Ask your contacts to talk about themselves, their fields, and their work. Limit the amount of time you spend talking about yourself. Avoid asking them to do things for you – such as read or circulate your resume, or find information for you. If they offer, accept graciously.

Questions to ask in an informational interview

(or anytime you are networking, formally or informally)

  • What do you like best and least about your job and/or your field?
  • How did you learn how to do your work? On the job? At a previous job? Through formal training? If you were starting out in your field today, would you train in the same way?
  • Can you describe a typical day or week? Does your work change during the year?
  • What makes someone successful in your work? (Listen carefully for the skill words in their answers. You’ll need those terms for your resume.)
  • As you look back on your experiences, is there anything you wish you’d known? Anything you would do differently?
  • Do people in your field belong to professional associations or organizations? Is there a local chapter? Do you think it would make sense for me to attend a meeting?
  • How do you keep current in your field? What should I be reading?
  • What advice do you have for someone starting out?
  • Do you have any job search strategies you’d like to share with me?
  • Can you suggest two or three other people I might contact? May I use your name if I contact them, just to explain how I got their name?

Trust your instincts as you observe the following to help you decide if this is the right field or workplace for you:

People and atmosphere:

  • How are people dressed (formally, informally, uniformly)?
  • How diverse is the work setting (age, gender, ethnicity, race)?
  • How do the staff members address each other? Is there a hierarchy?
  • Is the atmosphere calm? Stressful? Fast-paced?
  • How were you treated when you arrived?
  • Do people appear to enjoy working there?
  • Did your contacts talk with you freely or did they seem restricted?
  • Was your session interrupted by phone calls or other employees?

Physical environment:

  • How did you get there? Was there parking? Did you feel safe?
  • Are the employees working in offices, cubicles, or open spaces?
  • What is the noise level? How is the lighting?
  • What equipment do you see? Who is using it?

On the way home from your informational interview, ask yourself:

“How do I feel about what I saw and heard?” and then, “Why?”

“Can I imagine myself working in that setting and/or doing those tasks?”

“Did my first impression change after this informational interview?”

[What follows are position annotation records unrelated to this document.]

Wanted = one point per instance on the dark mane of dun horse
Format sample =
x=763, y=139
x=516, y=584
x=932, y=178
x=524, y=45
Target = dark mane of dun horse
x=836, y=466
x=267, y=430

Keep a record of your networking activities—when your conversations took place, suggestions the contacts made, the dates you mailed your thank-you notes (preferably within two days), and any follow-up actions you took. If there’s any information you can provide that might be helpful, do so. Networking should be mutually beneficial.

Maintain your networking relationships by emailing or phoning periodically, especially if you have good news to share.